Oui, j’ai lu une critique très dure – je n’ai pas compris car les personnages sont très attachants, il y a une histoire avec un début et une fin, il y a une atmosphère et le style possède de belles envolées lyriques – franchement, ce livre est bien au-dessus de certains livres qui font du bruit 😉
Il suffisait d’attendre, voilà une critique positive (j’en ai lu deux assez négatives)
Oui, je suis étonnée – je ne vois pas trop ce qui déplaît, c’est nerveux et fiévreux et plutôt sombre (même très sombre) mais il y a tant de moments attendrissants.. bref, bizarre !
Je fais partie des déçus. Tout est survolé et tout le récit est au service de l’action. Je n’ai ressenti aucune émotion, aucune profondeur chez les personnages. Surtout il y a de nombreux passages avec Clayton et son taré de neveu qui ne sont pour moi qu’une débauche de violence gratuite fourmillant de détails aussi sordides qu’inutiles absolument pas au service du récit. Le chapitre dans le bar par exemple. Trois pages pour décrire un double meurtre gratuit, sans aucun intérêt pour l’intrigue. Vraiment j’ai été très déçu.

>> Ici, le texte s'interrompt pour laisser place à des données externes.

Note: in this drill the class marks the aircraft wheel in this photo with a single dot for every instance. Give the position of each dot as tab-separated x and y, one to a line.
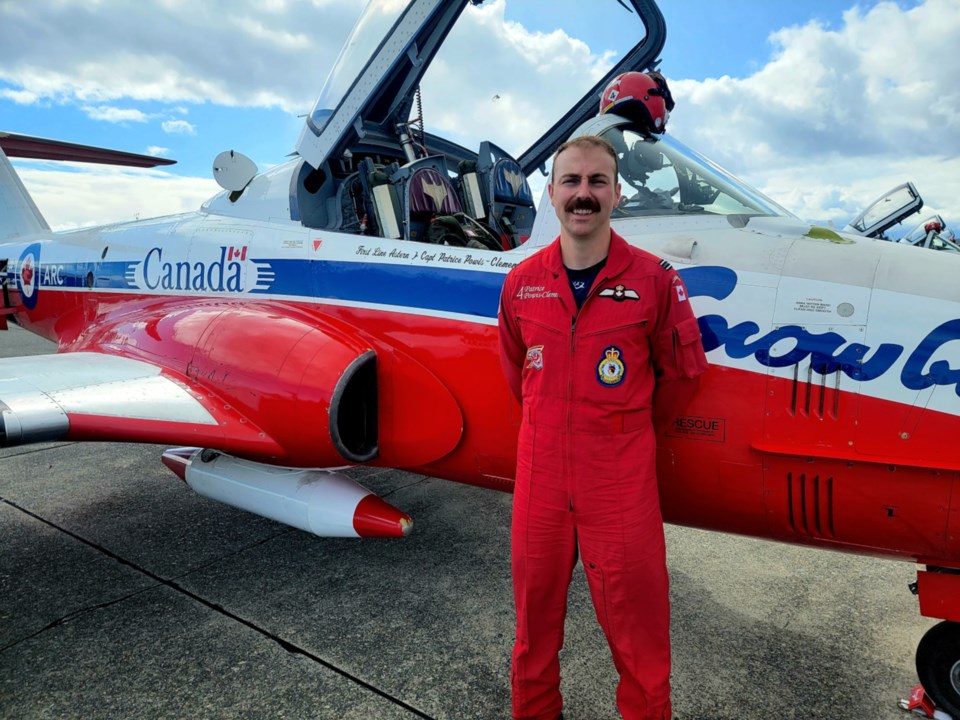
938	665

ah tu t’es attaché à ça ? c’est vraiment intéressant, car du coup, moi j’ai vraiment pas lu le même roman ! J’ai vu cette femme qui élevait sa fille et savait que son mari avait une carrière brisée, qu’il tente de joindre les deux bouts et reprend le combat .. j’ai vu tout de leur angle du coup j’ai trouvé ça bon ! Il y a bien d’autres livres que j’ai moins aimés où j’ai trouvé la violence gratuite et les personnages bidons – moi j’étais super attachée , surtout à la femme, Dan aussi, mais sa femme, dans la maison de retraite, et leurs voisins qui s’occupent de la gamine et puis la relation avec son père, bref du coup, j’ai zappé Clayton – quand à son neveu, je l’ai juste vu comme la Faucheuse qui vient faire son boulot. Deux visions du même bouquin, on serait pas mal dans une interview ? LOL
C’est juste un peu du déjà vu, je trouve, pour ma part, mais ça tient bien la route quand même.

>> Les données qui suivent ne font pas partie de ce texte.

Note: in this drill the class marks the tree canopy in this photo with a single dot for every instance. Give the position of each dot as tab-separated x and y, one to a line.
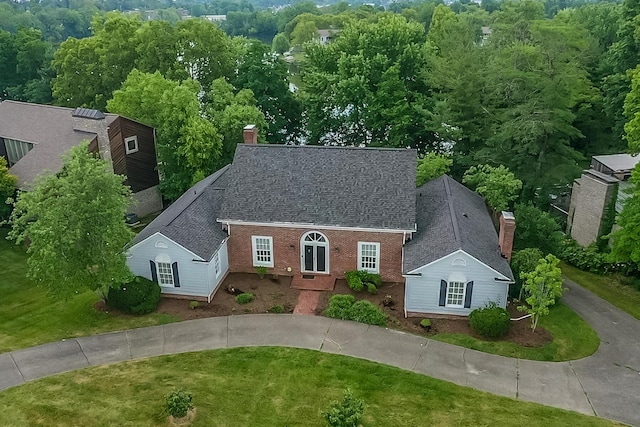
74	223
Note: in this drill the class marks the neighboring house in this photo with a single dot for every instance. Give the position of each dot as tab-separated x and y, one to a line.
34	137
326	36
598	196
314	213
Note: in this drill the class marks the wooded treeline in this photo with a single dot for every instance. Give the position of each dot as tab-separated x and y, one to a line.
537	87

Déjà vu ? Peut-être pour toi, moi ça faisait un bout de temps que je n’avais pas lu un roman si noir – généralement, ça se terminait pas trop mal ces derniers temps dans les romans américains, on y croyait presque (genre le concours entre auteurs pour faire clamser un chien à chaque roman.. ça oui, je commençais à me lasser). J’ai trouvé les personnages très attachants et ça fait du bien parce que je me lassais aussi des « méchants »
Tu le sais, je compte le lire. Entre ton avis et celui de Jérôme, j’ai hâte de me faire ma propre idée et de savoir de quel côté je vais pencher!

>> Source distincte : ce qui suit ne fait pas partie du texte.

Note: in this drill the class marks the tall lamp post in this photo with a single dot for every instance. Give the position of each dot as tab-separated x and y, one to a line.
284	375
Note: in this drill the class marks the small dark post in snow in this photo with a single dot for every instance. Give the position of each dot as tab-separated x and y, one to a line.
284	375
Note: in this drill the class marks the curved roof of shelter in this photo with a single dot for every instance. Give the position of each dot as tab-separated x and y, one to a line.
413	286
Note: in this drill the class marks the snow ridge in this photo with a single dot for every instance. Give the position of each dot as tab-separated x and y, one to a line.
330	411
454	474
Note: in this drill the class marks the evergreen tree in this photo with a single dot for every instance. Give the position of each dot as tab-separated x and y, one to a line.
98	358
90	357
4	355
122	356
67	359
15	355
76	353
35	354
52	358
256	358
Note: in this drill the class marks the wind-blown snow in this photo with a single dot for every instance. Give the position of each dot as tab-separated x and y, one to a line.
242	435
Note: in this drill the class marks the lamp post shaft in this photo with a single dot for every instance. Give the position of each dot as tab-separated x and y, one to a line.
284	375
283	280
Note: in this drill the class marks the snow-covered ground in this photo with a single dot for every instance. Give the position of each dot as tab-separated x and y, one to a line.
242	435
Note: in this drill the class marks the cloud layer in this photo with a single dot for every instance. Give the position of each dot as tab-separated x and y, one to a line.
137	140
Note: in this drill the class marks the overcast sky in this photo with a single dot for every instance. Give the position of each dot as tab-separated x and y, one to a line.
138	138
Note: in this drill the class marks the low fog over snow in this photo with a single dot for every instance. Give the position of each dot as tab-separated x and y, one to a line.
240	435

Pas vu le billet de Jérôme, mais du coup je sais qu’il a du être déçu vu ton commentaire ! Oui, tu te feras ainsi ton propre avis. Je lis Chaon et j’ai lu un avis très négatif sur son roman avant d’en voir des positifs sur IG, donc là pareil, de quel côté vais-je pencher ???
Ben il est passé où mon commentaire de ce midi ? J’avais laissé une tartine en plus ?^^
Il est là .. il arrive bizarrement tard, vu la longueur WP l’a modéré .. et je ne regarde mes mails que ce soir ! mais je l’ai approuvé 😉
Il me tente beaucoup mais l’univers de la boxe me refroidit un peu ; pour la « violence », je ne m’inquiète pas trop, j’ai déjà lu quelques polars bien gratinés et ça passe crème !
Oui, je suis tes lectures de près et les quelques scènes de violence ne sont pas très méchantes ! Pour la boxe, c’est accessoire (on suit un ou deux entrainements et un seul combat) donc vas-y !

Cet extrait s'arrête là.